A new study shows that a calculation method used by international measurement networks creates a systematic bias in carbon balance estimates for northern ecosystems. The study, led by the Finnish Meteorological Institute, shows that a machine learning method can be used to substantially reduce the error.

A key method used to measure carbon balances of forests, agricultural fields and wetlands is the eddy covariance technique. In principle, this method measures carbon dioxide exchange between ecosystems and the atmosphere continuously every half an hour. However, some of the measurements have to be discarded because of unfavorable atmospheric conditions, and also technical failures lead to data gaps. Replacing, or gap-filling, the missing data to obtain full timeseries is an essential step in calculating annual carbon balances.

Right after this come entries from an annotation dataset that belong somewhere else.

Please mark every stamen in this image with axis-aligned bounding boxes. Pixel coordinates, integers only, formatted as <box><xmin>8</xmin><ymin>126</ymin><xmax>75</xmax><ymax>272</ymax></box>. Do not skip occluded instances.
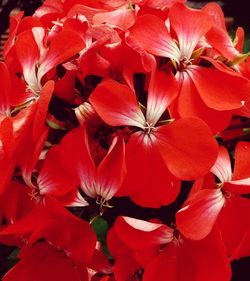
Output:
<box><xmin>29</xmin><ymin>188</ymin><xmax>39</xmax><ymax>201</ymax></box>
<box><xmin>144</xmin><ymin>122</ymin><xmax>155</xmax><ymax>135</ymax></box>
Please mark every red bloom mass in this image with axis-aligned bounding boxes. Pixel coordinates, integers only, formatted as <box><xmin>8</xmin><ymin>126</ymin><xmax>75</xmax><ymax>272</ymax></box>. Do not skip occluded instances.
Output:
<box><xmin>0</xmin><ymin>0</ymin><xmax>250</xmax><ymax>281</ymax></box>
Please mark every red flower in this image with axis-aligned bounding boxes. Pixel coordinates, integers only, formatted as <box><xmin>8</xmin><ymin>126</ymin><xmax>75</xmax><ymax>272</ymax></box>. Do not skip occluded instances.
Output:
<box><xmin>89</xmin><ymin>74</ymin><xmax>217</xmax><ymax>207</ymax></box>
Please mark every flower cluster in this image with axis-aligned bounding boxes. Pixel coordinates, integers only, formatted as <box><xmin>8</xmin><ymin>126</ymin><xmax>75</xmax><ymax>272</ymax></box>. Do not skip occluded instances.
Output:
<box><xmin>0</xmin><ymin>0</ymin><xmax>250</xmax><ymax>281</ymax></box>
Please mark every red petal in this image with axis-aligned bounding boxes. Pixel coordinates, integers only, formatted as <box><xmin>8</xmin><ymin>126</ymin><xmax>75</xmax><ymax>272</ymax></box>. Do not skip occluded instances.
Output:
<box><xmin>178</xmin><ymin>72</ymin><xmax>232</xmax><ymax>133</ymax></box>
<box><xmin>153</xmin><ymin>118</ymin><xmax>218</xmax><ymax>180</ymax></box>
<box><xmin>3</xmin><ymin>11</ymin><xmax>24</xmax><ymax>58</ymax></box>
<box><xmin>15</xmin><ymin>29</ymin><xmax>40</xmax><ymax>91</ymax></box>
<box><xmin>0</xmin><ymin>62</ymin><xmax>11</xmax><ymax>116</ymax></box>
<box><xmin>0</xmin><ymin>117</ymin><xmax>15</xmax><ymax>194</ymax></box>
<box><xmin>202</xmin><ymin>2</ymin><xmax>227</xmax><ymax>31</ymax></box>
<box><xmin>37</xmin><ymin>30</ymin><xmax>85</xmax><ymax>81</ymax></box>
<box><xmin>202</xmin><ymin>3</ymin><xmax>239</xmax><ymax>60</ymax></box>
<box><xmin>145</xmin><ymin>0</ymin><xmax>186</xmax><ymax>10</ymax></box>
<box><xmin>188</xmin><ymin>65</ymin><xmax>249</xmax><ymax>110</ymax></box>
<box><xmin>118</xmin><ymin>132</ymin><xmax>180</xmax><ymax>208</ymax></box>
<box><xmin>143</xmin><ymin>243</ymin><xmax>178</xmax><ymax>281</ymax></box>
<box><xmin>29</xmin><ymin>217</ymin><xmax>96</xmax><ymax>264</ymax></box>
<box><xmin>89</xmin><ymin>80</ymin><xmax>145</xmax><ymax>129</ymax></box>
<box><xmin>96</xmin><ymin>136</ymin><xmax>126</xmax><ymax>200</ymax></box>
<box><xmin>218</xmin><ymin>196</ymin><xmax>250</xmax><ymax>255</ymax></box>
<box><xmin>37</xmin><ymin>143</ymin><xmax>78</xmax><ymax>196</ymax></box>
<box><xmin>231</xmin><ymin>229</ymin><xmax>250</xmax><ymax>260</ymax></box>
<box><xmin>176</xmin><ymin>189</ymin><xmax>225</xmax><ymax>240</ymax></box>
<box><xmin>3</xmin><ymin>242</ymin><xmax>88</xmax><ymax>281</ymax></box>
<box><xmin>61</xmin><ymin>128</ymin><xmax>96</xmax><ymax>198</ymax></box>
<box><xmin>114</xmin><ymin>214</ymin><xmax>173</xmax><ymax>251</ymax></box>
<box><xmin>93</xmin><ymin>3</ymin><xmax>135</xmax><ymax>31</ymax></box>
<box><xmin>169</xmin><ymin>4</ymin><xmax>211</xmax><ymax>58</ymax></box>
<box><xmin>146</xmin><ymin>70</ymin><xmax>178</xmax><ymax>125</ymax></box>
<box><xmin>211</xmin><ymin>146</ymin><xmax>232</xmax><ymax>183</ymax></box>
<box><xmin>32</xmin><ymin>81</ymin><xmax>55</xmax><ymax>139</ymax></box>
<box><xmin>179</xmin><ymin>228</ymin><xmax>231</xmax><ymax>281</ymax></box>
<box><xmin>233</xmin><ymin>141</ymin><xmax>250</xmax><ymax>180</ymax></box>
<box><xmin>129</xmin><ymin>15</ymin><xmax>180</xmax><ymax>61</ymax></box>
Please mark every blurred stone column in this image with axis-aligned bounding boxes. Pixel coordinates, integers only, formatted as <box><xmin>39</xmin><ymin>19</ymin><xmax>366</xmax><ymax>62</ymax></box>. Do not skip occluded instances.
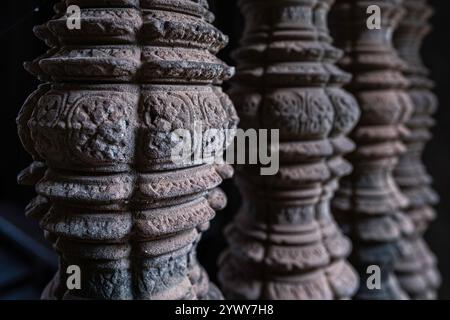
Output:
<box><xmin>394</xmin><ymin>0</ymin><xmax>440</xmax><ymax>299</ymax></box>
<box><xmin>219</xmin><ymin>0</ymin><xmax>359</xmax><ymax>299</ymax></box>
<box><xmin>18</xmin><ymin>0</ymin><xmax>237</xmax><ymax>299</ymax></box>
<box><xmin>331</xmin><ymin>0</ymin><xmax>413</xmax><ymax>299</ymax></box>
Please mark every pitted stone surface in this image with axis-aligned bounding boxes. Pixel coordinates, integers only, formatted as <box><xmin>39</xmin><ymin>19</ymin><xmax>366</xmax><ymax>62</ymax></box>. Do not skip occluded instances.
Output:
<box><xmin>18</xmin><ymin>0</ymin><xmax>237</xmax><ymax>299</ymax></box>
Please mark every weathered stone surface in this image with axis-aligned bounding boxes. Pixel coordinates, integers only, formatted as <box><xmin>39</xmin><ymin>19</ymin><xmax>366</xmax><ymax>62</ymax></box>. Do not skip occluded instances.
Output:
<box><xmin>219</xmin><ymin>0</ymin><xmax>359</xmax><ymax>299</ymax></box>
<box><xmin>331</xmin><ymin>0</ymin><xmax>413</xmax><ymax>299</ymax></box>
<box><xmin>18</xmin><ymin>0</ymin><xmax>237</xmax><ymax>299</ymax></box>
<box><xmin>394</xmin><ymin>0</ymin><xmax>440</xmax><ymax>299</ymax></box>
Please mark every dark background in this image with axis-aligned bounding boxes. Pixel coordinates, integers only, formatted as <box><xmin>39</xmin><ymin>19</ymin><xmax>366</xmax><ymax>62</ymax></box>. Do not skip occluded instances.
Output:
<box><xmin>0</xmin><ymin>0</ymin><xmax>450</xmax><ymax>299</ymax></box>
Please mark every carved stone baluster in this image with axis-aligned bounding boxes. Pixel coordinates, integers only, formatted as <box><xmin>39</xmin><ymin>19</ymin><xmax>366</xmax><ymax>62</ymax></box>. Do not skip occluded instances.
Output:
<box><xmin>394</xmin><ymin>0</ymin><xmax>440</xmax><ymax>299</ymax></box>
<box><xmin>331</xmin><ymin>0</ymin><xmax>412</xmax><ymax>299</ymax></box>
<box><xmin>18</xmin><ymin>0</ymin><xmax>237</xmax><ymax>299</ymax></box>
<box><xmin>219</xmin><ymin>0</ymin><xmax>359</xmax><ymax>299</ymax></box>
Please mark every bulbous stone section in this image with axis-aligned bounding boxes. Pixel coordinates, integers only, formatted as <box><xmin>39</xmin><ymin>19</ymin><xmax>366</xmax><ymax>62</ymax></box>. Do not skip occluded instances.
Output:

A new study, which was led by the Finnish Meteorological Institute, investigated for the first time what is the impact of different gap-filling methods on the carbon balance estimates of high-latitude ecosystems. The results were published in Scientific Reports.

The study showed that the most common gap-filling method, also used by international flux measurement networks, causes a systematic error in the annual carbon balance estimates of northern ecosystems. Because of this error, emissions of carbon sources have been overestimated and the strength of carbon sinks underestimated. The bias is substantial, at some sites even of a similar magnitude to the annual carbon balance. The error is caused by a very skewed distribution of solar radiation in northern latitudes.

A machine-learning method produces reliable carbon balance estimates

To correct for the error, the study utilized a machine learning method, which proved to be more accurate than the old standard method and did not cause any systematic errors. In addition to a new, unbiased method, the old method was modified to better account for the environmental conditions prevailing in northern latitudes.

Boreal and tundra biomes cover an area of more than 20 million square kilometers. Therefore, the systematic error found in the study can have significant impacts on the carbon balance estimates of northern areas, if these are based on eddy covariance measurements. When the improved gap-filling methods are taken widely into use, estimates of carbon balances of northern ecosystems can be calculated more accurately. In the future, eddy covariance data can also be utilized to increase the reliability of carbon balance estimates produced in national greenhouse gas inventories.